Enjeux de la COPHAN sur la campagne électorale

26 novembre 2008

Lors de sa rencontre tenue mercredi avec les différents partis politiques, la COPHAN  a présenté les obstacles que rencontrent les personnes ayant des incapacités. La COPHAN leur a demander de s’engager à les réduire s’ils sont élus.

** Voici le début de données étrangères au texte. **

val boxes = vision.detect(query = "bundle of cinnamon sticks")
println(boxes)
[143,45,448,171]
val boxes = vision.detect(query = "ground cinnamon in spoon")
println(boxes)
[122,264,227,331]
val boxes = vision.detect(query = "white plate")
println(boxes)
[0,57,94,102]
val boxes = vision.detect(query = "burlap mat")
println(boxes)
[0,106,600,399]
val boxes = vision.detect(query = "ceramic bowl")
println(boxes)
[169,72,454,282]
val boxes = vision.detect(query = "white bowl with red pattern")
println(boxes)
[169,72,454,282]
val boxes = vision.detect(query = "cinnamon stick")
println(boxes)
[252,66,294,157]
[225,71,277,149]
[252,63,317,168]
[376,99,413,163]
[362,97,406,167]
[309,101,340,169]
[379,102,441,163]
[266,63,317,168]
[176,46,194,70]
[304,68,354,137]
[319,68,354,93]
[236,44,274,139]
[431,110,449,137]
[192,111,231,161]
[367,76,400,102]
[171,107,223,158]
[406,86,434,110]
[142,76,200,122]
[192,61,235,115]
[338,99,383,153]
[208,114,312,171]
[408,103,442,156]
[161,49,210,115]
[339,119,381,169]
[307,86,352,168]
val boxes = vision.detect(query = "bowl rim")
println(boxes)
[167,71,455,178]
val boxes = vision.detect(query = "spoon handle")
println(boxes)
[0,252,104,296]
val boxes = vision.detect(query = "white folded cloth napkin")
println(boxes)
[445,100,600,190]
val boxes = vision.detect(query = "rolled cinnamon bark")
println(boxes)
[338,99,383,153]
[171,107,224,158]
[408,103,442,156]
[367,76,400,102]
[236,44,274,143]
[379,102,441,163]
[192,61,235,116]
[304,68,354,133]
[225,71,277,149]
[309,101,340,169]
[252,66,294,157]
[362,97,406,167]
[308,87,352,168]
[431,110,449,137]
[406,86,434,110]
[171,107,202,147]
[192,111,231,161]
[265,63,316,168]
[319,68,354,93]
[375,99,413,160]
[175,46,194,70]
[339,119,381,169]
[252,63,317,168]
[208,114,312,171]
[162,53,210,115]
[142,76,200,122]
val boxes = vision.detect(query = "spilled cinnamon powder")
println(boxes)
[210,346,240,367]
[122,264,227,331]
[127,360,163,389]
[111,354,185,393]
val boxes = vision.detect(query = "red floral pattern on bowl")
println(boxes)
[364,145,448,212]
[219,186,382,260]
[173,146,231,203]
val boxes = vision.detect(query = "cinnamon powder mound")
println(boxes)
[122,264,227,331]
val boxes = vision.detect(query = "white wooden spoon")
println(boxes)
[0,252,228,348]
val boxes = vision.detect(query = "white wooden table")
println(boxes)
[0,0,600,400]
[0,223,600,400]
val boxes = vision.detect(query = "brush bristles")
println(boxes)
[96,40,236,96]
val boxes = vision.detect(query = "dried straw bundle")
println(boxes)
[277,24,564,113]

Nous publions le texte présenté par la COPHAN.


CAMPAGNE ÉLECTORALE QUÉBEC 2008
Rencontre avec les candidatEs des formations politiques
Le 26 novembre 2008

Allocution de Mme Mercédes Benegbi, vp affaires internes, COPHAN

Depuis près de 25 ans de militantisme pour la promotion des intérêts et la défense des droits des personnes ayant des limitations fonctionnelles et leurs familles, permettez-moi aujourd’hui, au nom de la Confédération des organismes de personnes handicapées du Québec, de persévérer dans nos efforts de conscientisation quant aux droits intrinsèques de tout citoyen québécois ayant quelle que limitation(s) fonctionnelle(s) que ce soit à être inclus dans toutes les sphères d’activités de notre société, et de souhaiter à nouveau aujourd’hui, que le Québec devienne à court terme un lieu où le respect et l’appréciation des différences fait partie intégrante de notre culture collective.

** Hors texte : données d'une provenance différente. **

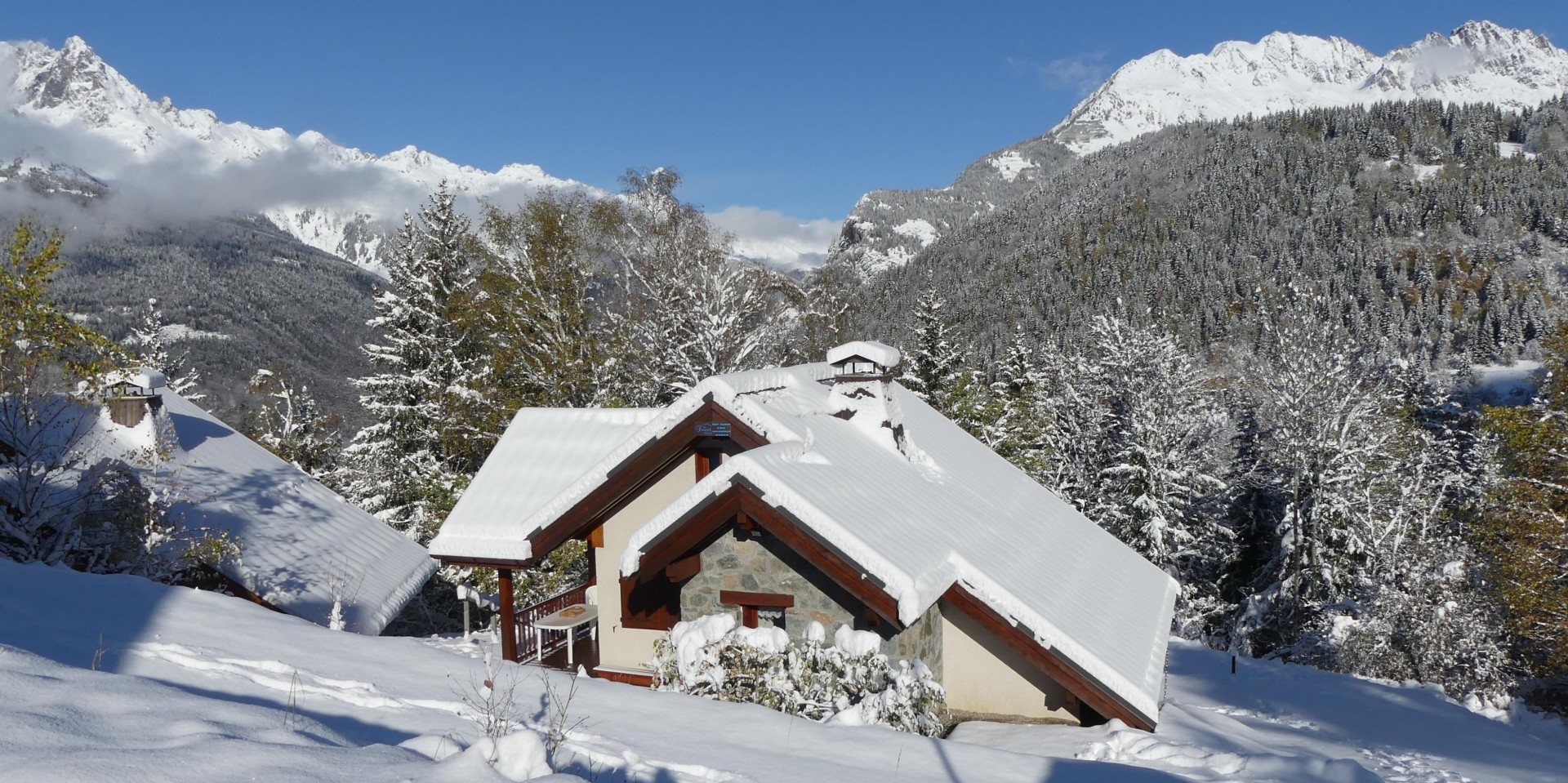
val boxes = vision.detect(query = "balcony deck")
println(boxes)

Aujourd’hui, nous nous devons de vous présenter les énoncés suivants qui débutent tous par POURQUOI et qui demandent des ENGAGEMENTS :

VOLET ÉDUCATION

•Le Québec refuse toujours de parler d’inclusion alors que l’UNESCO a nommé sa dernière convention à Genève « Sommet sur l’école inclusive » et que plusieurs pays et provinces canadiennes la pratiquent déjà.

•La diplômation des élèves québécois ayant des limitations fonctionnelles est nettement plus faible que celle des élèves en général.

•La Loi sur l’instruction publique mentionne clairement que les élèves doivent être intégrés dans la classe ordinaire et aux autres activités de l’école. Si les commissions scolaires ne peuvent inclure un élève en classe ordinaire, la loi précise qu’elles doivent démontrer qu’il y a contrainte excessive. Malgré ces dispositions, trop nombreux sont les parents qui doivent encore et toujours se battre et parfois même aller en cour pour faire inclure leur enfant dans leur école de quartier.

•Les écoles prétendant inclure des élèves ayant des limitations fonctionnelles ne sont pas entièrement accessibles. Les élèves se retrouvent donc exclus de certaines activités scolaires et parascolaires. Par exemple la visite à la bibliothèque, le dîner à la cafétéria, les sorties culturelles, etc.

•L’accès au service de garde de l’école, au transport scolaire et aux documents et matériel adaptés constituent d’autres obstacles à l’inclusion des élèves handicapés ou en difficulté d’apprentissage et d’adaptation (EHDAA) et ce, sans parler des problèmes criants au plan de la formation professionnelle et au post secondaire.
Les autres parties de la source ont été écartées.